Child Marriage: Why Law Alone Fails Without Social Change
- IJLLR Journal
- Dec 29, 2025
- 2 min read
Pralay Dutta, LL.M. (Human Rights and Duties Education), Cooch Behar Panchanan Barma University
ABSTRACT
Child marriage remains one of the most persistent violations of children’s rights, particularly affecting girls in developing societies despite the existence of comprehensive legal prohibitions. Over the past few decades, national legislations and international human rights instruments have unequivocally condemned the practice and prescribed minimum wages for marriage. However, the continued prevalence of child marriage demonstrates that legal intervention alone has been insufficient to eliminate a practice deeply rooted in social, cultural, and economic structures. This article examines the limitations of a purely legal approach to addressing child marriage and argues that meaningful social change is indispensable for the effective implementation of law.

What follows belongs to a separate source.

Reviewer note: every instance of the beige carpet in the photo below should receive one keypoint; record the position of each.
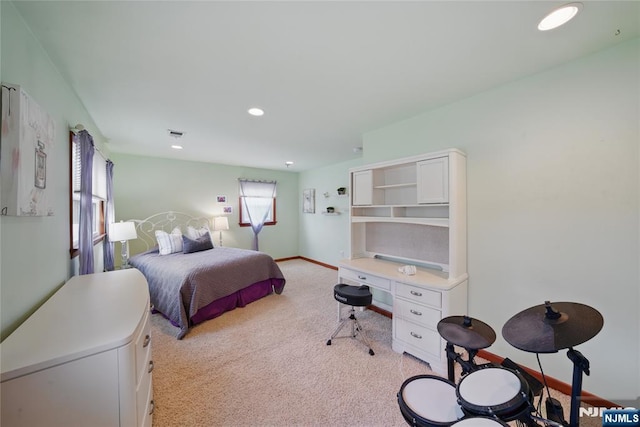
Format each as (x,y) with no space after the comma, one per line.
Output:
(268,364)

The paper analyses child marriage as a socio-legal phenomenon sustained by patriarchal norms, poverty, lack of education, and entrenched notions of family honour and gender roles. It highlights how social acceptance and economic compulsions often undermine statutory prohibitions, leading to weak enforcement, underreporting, and circumvention of legal safeguards through informal or clandestine marriages. The study further explores the adverse consequences of child marriage on health, education, psychological well-being, and intergenerational poverty, demonstrating that the harm extends beyond individual victims to society at large.

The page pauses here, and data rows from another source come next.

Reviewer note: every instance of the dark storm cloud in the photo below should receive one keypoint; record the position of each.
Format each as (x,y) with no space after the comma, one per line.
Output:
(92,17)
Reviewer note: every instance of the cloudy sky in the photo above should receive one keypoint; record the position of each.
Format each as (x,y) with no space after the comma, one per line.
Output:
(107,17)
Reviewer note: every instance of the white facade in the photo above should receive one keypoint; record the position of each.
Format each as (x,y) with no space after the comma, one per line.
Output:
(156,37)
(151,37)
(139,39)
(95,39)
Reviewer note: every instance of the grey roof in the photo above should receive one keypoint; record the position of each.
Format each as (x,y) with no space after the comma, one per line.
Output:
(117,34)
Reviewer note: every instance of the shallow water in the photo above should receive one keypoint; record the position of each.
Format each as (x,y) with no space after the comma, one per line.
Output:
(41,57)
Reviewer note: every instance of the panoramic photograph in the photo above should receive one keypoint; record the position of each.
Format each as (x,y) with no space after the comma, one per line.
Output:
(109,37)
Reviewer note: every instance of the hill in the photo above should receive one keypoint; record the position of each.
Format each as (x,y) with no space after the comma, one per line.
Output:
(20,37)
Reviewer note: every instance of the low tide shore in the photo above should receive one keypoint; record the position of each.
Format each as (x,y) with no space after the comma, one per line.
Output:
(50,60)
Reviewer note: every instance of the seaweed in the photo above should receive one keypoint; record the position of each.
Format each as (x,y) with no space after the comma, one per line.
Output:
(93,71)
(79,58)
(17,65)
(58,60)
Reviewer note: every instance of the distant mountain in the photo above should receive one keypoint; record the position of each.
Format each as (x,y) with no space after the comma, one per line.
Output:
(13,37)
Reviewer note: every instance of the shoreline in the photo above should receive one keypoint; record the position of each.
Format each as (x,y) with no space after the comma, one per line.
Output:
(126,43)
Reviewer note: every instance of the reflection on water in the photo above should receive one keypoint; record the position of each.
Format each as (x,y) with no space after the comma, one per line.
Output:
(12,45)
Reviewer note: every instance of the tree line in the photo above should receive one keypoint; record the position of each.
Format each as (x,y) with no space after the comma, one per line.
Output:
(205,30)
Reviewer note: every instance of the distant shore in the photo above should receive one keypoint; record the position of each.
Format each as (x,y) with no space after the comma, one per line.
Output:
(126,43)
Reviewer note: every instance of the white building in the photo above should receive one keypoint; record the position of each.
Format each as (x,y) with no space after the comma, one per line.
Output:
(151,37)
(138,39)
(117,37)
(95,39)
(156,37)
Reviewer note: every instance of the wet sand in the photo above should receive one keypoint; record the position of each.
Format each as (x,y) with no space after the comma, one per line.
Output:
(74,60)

By examining legal frameworks alongside social realities, the article underscores the gap between law on the books and law in practice. It emphasises the need for a holistic strategy that combines legal enforcement with community engagement, education of girls, economic support for vulnerable families, and involvement of local leaders and civil society. The article concludes that while law plays a crucial normative and protective role, sustainable eradication of child marriage is possible only when legal measures are reinforced by transformative social change that challenges and reshapes deeply embedded cultural practices.
Keywords: Child Marriage, Social Change, Gender Inequality, Legal Enforcement, Human Rights.